A contractor agrees to complete a piece of work in 40 days. He initially engages 100 men. After 35 days, he adds 100 more men (so 200 men now) and just manages to complete the work in the originally stipulated 40 days. If he had not engaged the additional men, by how many days would he have missed the scheduled completion time?

Introduction / Context:
This is a practical work and manpower planning question. It examines how changes in workforce size at different stages affect total time, and asks you to work backwards to see what would happen without extra help. Such questions are common in aptitude tests under the topic of time and work or chain rule.

Given Data / Assumptions:
- Contract time: 40 days.
- Initially, 100 men work for the first 35 days.
- After 35 days, 100 more men are added, so 200 men work for the last 5 days.
- With this pattern, the work is completed exactly in 40 days.
- All men work with the same constant efficiency.
- We must find the delay if only the initial 100 men worked until completion.

Concept / Approach:
We calculate the total work in man-days based on the actual schedule (with extra men). Then we compute how many days 100 men alone would need for the same amount of work. The difference between this time and the contracted 40 days gives the number of days the contractor would be behind schedule if he had not hired the additional 100 men.

Step-by-Step Solution:
Step 1: Compute work done by 100 men in the first 35 days: 100 * 35 = 3500 man-days.Step 2: In the last 5 days, 200 men work: 200 * 5 = 1000 man-days.Step 3: Total work W = 3500 + 1000 = 4500 man-days.Step 4: If only 100 men were employed throughout, let T be the number of days required.Step 5: Then 100 * T = 4500 → T = 4500 / 100 = 45 days.Step 6: The scheduled time was 40 days, so the delay would be 45 - 40 = 5 days.
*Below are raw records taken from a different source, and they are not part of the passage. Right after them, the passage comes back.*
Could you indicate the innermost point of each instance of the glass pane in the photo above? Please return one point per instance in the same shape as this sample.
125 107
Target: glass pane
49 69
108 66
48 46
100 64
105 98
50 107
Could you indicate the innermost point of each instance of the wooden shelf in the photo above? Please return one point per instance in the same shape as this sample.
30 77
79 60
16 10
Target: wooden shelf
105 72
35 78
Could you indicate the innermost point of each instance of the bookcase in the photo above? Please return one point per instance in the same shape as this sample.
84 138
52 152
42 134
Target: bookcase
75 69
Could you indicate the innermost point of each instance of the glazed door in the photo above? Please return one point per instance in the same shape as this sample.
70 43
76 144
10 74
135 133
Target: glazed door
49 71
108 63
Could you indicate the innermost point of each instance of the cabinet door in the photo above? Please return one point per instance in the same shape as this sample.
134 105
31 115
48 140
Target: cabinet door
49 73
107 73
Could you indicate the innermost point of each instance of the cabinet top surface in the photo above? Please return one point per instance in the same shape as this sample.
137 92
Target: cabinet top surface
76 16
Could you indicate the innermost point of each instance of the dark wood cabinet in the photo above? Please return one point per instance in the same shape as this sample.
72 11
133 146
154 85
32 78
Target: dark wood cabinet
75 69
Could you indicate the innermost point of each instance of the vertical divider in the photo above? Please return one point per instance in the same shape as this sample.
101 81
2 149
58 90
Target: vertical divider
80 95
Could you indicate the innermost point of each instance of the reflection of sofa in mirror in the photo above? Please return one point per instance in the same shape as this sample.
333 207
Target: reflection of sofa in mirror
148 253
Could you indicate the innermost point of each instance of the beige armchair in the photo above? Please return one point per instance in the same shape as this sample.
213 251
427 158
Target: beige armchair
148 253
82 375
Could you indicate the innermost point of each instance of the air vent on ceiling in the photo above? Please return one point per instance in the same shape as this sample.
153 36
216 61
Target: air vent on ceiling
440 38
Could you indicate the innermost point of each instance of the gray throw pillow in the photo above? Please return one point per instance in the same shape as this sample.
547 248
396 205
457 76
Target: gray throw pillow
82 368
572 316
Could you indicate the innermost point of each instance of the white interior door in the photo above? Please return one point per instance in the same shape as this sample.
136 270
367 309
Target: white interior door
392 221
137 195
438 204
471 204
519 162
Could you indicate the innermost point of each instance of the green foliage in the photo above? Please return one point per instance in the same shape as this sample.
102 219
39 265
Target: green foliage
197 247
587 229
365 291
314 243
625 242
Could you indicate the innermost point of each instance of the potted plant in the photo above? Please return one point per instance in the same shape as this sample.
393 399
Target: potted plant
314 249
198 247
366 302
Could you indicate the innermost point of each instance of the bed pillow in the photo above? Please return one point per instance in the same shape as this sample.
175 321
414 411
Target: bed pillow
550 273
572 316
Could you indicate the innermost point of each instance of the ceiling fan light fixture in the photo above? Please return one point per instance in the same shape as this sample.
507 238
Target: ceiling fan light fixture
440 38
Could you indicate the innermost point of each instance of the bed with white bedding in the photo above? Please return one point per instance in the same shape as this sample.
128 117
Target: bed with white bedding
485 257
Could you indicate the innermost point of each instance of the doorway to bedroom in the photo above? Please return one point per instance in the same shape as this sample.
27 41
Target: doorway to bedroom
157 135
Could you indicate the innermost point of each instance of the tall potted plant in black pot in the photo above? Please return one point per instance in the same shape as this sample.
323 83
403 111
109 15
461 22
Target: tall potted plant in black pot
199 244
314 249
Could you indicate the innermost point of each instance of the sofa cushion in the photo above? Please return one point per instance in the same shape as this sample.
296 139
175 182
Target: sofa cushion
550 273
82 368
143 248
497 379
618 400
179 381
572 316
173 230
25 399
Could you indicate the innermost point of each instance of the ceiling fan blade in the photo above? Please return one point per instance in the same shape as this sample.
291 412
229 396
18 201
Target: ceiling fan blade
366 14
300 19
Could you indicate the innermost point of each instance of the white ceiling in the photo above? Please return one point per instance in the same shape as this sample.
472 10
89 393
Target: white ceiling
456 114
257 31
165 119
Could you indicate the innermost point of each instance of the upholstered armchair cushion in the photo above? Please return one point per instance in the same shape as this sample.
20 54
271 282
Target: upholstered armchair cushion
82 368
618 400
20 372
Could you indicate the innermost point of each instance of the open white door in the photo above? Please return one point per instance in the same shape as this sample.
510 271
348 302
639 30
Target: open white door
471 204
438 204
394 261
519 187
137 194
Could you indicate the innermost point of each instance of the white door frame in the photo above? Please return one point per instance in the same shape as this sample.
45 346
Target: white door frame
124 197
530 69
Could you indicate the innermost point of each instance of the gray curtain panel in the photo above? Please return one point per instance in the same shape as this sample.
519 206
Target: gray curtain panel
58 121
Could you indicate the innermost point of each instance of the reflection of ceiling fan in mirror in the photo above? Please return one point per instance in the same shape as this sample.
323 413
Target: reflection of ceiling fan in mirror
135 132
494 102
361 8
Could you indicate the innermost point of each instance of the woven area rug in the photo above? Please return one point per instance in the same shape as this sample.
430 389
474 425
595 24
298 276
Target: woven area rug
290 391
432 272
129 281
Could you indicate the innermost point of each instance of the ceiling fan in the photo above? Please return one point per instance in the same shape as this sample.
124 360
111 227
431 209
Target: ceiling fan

Verification / Alternative check:
You can test the result by imagining the original plan: 100 men for 40 days provide only 100 * 40 = 4000 man-days, which is less than the needed 4500 man-days. The shortfall of 500 man-days would require an extra 500 / 100 = 5 more days with 100 men, confirming a total of 45 days and a 5-day delay.

Why Other Options Are Wrong:
Values like 3, 6, 7 or 9 days do not match the actual shortfall in man-days. They result from miscalculating total work (e.g., forgetting the last 5 days with 200 men) or incorrectly dividing by the number of men when converting man-days back to days.

Common Pitfalls:
Students often confuse the timeframe and might incorrectly multiply 200 men by the full 40 days, or forget to separate the work phases. Another common error is to assume work is proportional only to men or only to days. Always compute man-days for each phase separately and then add them to find the total work.

Final Answer:
If no additional men had been engaged, the contractor would have finished 5 days behind schedule.